Monday, March 7, 2022

Parenting worries

 I watched "Allen vs. Farrow" yesterday, my stomach in a knot of grief and horror for the people who had to live through that. And anger that I had been so manipulated by Allen's powerful media machine, to the point that I had no idea about this case while it was going on. And also... a touch of fear. 

When family friends talked about how weirdly Allen interacted with his daughter, it hit alarm bells for me. (Note... I'm absolutely not trying to excuse Allen or disbelieve his accusers. The evidence is utterly damning.) Because my relationship with my child often felt weird. She needed attention in unusual ways and she gave attention in unusual ways. (I shouldn't put that in the past tense, it's still true, perhaps even more so now she's an adult.) And I was (and am) always aware of how it might look to the outside world. My mom friends and I, a rather unconventional bunch all around, always used to joke about CPS visits in a way that revealed we were always a little scared it could happen to us.

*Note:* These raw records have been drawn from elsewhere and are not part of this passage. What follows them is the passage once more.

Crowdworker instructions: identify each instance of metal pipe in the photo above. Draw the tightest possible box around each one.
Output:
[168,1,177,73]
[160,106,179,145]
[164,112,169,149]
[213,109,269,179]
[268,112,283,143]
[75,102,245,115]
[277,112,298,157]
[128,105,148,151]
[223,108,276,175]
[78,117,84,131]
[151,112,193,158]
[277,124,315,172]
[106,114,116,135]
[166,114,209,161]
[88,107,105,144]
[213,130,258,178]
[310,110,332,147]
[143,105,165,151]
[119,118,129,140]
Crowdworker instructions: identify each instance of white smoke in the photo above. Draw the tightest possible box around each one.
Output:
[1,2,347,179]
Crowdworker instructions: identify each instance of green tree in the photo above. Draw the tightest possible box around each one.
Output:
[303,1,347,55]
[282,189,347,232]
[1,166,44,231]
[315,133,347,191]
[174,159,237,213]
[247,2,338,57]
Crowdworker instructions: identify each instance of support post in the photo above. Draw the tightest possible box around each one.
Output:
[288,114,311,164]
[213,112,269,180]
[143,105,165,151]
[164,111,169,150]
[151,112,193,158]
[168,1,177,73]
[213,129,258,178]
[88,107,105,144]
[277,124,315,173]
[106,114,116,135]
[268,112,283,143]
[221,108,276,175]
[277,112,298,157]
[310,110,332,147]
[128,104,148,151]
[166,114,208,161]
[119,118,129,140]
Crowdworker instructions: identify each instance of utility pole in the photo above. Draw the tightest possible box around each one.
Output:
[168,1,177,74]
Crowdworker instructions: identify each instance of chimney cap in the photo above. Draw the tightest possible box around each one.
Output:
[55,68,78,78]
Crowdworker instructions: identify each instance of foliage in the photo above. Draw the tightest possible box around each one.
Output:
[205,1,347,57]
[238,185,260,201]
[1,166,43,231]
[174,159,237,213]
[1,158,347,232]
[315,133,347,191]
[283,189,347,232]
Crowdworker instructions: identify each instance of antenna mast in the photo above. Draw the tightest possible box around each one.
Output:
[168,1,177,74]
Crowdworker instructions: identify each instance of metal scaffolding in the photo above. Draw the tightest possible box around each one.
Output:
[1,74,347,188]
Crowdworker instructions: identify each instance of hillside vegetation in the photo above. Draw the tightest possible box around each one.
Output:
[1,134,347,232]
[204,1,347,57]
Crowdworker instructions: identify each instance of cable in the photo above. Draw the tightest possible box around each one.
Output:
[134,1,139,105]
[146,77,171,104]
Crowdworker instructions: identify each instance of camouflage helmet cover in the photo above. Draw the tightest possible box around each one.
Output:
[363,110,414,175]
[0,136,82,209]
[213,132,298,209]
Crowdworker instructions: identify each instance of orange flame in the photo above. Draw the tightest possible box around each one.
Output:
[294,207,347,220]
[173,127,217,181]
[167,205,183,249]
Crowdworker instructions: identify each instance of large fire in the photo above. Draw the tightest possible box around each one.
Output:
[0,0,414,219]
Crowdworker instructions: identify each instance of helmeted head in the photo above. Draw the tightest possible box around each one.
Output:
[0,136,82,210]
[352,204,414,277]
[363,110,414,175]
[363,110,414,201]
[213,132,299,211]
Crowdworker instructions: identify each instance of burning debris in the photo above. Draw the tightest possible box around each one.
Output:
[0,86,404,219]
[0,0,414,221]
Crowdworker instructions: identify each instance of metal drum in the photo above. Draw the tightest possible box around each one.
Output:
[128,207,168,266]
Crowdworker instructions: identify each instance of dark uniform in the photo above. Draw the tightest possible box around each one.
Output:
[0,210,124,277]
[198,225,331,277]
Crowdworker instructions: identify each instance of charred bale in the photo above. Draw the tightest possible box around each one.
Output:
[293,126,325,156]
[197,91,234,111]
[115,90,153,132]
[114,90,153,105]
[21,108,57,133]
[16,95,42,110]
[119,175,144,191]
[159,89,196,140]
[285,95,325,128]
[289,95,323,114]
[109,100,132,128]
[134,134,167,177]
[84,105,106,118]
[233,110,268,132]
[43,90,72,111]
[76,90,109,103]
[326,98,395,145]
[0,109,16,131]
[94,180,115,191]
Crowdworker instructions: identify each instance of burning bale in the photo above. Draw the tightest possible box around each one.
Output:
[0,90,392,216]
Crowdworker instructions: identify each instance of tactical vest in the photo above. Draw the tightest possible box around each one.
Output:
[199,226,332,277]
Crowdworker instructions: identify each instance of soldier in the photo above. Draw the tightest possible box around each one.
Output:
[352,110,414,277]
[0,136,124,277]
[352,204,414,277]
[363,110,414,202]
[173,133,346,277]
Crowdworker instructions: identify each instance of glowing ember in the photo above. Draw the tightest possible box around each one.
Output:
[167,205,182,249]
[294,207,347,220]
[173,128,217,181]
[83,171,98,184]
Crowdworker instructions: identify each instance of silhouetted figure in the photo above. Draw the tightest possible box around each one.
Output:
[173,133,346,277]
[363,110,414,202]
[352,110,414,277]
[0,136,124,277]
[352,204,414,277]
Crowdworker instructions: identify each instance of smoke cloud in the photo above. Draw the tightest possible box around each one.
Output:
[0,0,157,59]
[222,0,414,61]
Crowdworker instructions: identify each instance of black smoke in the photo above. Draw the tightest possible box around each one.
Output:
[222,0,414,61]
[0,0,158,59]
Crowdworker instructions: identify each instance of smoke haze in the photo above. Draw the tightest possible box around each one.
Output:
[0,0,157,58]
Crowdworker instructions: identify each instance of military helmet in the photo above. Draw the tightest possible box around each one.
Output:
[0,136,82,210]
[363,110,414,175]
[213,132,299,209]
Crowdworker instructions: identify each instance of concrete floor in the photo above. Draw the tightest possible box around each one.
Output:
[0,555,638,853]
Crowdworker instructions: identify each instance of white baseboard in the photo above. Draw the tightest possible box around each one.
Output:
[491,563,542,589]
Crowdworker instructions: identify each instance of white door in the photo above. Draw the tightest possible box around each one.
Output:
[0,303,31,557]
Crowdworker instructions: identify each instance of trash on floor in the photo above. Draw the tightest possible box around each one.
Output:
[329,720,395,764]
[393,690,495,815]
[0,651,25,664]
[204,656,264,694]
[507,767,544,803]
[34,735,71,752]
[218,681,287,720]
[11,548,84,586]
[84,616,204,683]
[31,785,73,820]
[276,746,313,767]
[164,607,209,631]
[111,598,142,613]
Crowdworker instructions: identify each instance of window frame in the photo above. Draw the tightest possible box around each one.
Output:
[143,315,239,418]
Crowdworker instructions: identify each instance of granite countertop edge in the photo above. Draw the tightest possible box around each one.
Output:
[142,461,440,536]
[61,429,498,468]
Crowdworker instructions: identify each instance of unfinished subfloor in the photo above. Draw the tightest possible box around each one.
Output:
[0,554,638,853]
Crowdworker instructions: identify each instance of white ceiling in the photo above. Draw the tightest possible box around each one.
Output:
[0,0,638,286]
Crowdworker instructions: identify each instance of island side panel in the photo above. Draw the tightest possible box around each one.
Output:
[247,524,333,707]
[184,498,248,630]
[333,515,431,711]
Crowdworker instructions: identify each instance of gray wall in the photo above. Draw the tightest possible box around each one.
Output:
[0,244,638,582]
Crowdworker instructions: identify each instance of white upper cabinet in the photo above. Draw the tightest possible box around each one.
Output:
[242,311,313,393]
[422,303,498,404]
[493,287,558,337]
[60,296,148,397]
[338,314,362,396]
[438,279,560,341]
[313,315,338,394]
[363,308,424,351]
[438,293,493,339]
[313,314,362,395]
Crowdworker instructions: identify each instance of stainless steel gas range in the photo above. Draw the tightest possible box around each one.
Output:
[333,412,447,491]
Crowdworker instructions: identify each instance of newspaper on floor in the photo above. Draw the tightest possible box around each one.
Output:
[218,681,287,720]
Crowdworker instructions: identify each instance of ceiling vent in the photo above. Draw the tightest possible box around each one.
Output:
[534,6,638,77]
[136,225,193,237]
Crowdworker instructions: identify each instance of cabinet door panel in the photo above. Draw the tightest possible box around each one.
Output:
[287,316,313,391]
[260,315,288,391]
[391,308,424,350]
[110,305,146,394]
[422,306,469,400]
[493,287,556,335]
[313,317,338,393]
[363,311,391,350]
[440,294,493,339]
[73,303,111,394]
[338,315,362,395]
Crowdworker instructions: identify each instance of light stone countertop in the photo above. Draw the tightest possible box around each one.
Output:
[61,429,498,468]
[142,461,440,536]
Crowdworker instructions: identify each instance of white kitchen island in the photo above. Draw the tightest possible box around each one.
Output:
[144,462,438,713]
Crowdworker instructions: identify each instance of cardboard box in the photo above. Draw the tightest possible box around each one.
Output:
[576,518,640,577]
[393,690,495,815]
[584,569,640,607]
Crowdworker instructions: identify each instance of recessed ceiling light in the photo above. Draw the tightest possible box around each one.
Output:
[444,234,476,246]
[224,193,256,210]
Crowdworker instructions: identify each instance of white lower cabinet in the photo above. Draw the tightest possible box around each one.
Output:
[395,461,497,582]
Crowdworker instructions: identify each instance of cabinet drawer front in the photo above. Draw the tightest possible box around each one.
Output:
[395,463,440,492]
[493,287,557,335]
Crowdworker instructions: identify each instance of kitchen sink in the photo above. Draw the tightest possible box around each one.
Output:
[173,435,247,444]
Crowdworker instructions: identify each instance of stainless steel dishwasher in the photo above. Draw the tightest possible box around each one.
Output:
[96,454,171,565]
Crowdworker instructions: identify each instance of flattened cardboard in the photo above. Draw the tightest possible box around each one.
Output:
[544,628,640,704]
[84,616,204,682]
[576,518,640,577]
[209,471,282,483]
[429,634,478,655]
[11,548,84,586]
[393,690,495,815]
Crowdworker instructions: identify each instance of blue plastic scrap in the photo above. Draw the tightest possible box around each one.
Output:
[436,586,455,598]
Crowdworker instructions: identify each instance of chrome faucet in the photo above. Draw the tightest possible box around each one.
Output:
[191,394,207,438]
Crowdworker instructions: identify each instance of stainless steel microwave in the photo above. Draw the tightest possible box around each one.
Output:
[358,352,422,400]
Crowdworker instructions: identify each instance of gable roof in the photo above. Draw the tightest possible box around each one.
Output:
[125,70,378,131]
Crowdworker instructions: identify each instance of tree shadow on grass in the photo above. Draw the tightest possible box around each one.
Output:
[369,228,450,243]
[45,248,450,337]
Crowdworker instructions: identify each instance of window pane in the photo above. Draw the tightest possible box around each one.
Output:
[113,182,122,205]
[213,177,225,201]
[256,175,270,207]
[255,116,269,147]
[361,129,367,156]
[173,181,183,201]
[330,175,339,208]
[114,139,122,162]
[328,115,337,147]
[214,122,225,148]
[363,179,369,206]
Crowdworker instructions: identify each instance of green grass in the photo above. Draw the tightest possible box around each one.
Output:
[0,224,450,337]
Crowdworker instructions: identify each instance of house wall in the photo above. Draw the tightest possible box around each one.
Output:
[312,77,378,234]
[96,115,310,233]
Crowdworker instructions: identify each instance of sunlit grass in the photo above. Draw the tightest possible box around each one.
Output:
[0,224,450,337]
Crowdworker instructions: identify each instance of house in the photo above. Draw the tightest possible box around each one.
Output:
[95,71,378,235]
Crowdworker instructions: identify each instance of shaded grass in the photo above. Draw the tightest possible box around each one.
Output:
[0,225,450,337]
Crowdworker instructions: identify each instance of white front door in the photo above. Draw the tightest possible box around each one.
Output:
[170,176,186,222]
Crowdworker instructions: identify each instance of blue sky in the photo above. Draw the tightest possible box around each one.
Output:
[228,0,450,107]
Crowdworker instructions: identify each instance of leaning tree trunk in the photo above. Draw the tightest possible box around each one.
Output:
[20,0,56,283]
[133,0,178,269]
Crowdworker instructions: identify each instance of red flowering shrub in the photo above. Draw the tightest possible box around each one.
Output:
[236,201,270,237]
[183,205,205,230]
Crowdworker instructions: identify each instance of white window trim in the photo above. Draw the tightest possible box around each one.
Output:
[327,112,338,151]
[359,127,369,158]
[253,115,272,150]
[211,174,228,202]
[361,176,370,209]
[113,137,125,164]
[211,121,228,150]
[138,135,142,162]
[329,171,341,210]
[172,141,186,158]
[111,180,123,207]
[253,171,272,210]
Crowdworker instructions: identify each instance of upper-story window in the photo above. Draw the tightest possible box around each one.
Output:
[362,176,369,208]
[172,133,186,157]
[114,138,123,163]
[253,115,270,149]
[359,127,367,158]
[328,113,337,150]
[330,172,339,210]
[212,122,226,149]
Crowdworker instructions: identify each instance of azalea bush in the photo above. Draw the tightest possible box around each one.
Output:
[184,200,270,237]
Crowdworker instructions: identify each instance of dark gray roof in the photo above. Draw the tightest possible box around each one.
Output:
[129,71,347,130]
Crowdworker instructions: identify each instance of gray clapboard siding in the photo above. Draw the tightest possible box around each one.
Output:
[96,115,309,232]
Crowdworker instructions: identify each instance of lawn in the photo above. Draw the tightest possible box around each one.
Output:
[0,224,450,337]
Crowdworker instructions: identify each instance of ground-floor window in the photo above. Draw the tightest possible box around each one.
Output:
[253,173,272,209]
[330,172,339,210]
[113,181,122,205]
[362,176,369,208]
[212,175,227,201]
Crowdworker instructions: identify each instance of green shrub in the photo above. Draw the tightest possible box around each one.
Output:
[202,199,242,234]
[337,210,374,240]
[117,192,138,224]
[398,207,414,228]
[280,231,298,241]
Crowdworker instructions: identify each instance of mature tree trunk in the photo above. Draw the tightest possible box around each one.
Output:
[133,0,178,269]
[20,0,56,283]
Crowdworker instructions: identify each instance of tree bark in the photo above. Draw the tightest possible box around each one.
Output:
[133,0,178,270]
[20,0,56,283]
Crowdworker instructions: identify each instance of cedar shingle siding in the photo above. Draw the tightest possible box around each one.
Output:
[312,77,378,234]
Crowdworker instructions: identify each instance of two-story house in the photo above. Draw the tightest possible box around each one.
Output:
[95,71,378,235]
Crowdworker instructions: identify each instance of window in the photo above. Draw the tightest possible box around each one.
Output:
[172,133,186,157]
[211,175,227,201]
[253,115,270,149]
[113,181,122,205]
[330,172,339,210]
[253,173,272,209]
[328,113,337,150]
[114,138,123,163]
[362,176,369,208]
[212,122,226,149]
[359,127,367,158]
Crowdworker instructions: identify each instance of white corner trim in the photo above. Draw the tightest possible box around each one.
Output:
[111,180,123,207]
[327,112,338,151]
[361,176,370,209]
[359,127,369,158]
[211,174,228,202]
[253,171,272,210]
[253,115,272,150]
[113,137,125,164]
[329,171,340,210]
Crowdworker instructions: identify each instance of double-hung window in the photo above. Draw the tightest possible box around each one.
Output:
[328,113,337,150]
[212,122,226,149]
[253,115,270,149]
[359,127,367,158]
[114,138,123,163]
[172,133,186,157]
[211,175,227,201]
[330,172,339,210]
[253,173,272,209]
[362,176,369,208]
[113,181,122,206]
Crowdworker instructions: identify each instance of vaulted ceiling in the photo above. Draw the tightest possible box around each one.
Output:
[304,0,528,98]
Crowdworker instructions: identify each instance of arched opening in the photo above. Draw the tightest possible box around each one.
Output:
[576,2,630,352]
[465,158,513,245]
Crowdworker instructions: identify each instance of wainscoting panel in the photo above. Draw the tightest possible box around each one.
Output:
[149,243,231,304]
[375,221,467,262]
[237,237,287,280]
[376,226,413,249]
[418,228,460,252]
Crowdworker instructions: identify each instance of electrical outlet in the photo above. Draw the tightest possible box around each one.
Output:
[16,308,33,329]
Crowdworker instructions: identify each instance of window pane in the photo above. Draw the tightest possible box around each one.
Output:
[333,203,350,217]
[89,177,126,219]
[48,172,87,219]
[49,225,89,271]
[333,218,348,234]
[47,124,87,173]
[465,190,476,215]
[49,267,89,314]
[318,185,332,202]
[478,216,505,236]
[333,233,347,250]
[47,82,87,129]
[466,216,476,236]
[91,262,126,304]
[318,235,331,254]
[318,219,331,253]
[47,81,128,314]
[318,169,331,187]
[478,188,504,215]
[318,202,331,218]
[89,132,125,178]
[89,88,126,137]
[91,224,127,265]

When my daughter got appendicitis, the doctors were visibly suspicious about why we hadn't brought her in sooner.  Since she was officially diagnosed, they accepted our truthful explanation, that she was under-reactive to pain and not always able to express her feelings, but it was a reminder that our parenting could look weird/wrong/bad. What if she hadn't been diagnosed? I don't know. 

It's still not entirely comfortable. Trans people are under attack in the U.S. My daughter's aide offered to write a letter for us for a "safety file" that parents of trans children keep. I said that now she's an adult, I don't have to worry about CPS anymore, and she reminded me that there's an APS.

(Which is not a bad thing! Unless the law is changed so we're bad parents for supporting her transition. My heart aches for parents in Texas right now.) 

I told my husband about the show making me feel like this and he got it completely.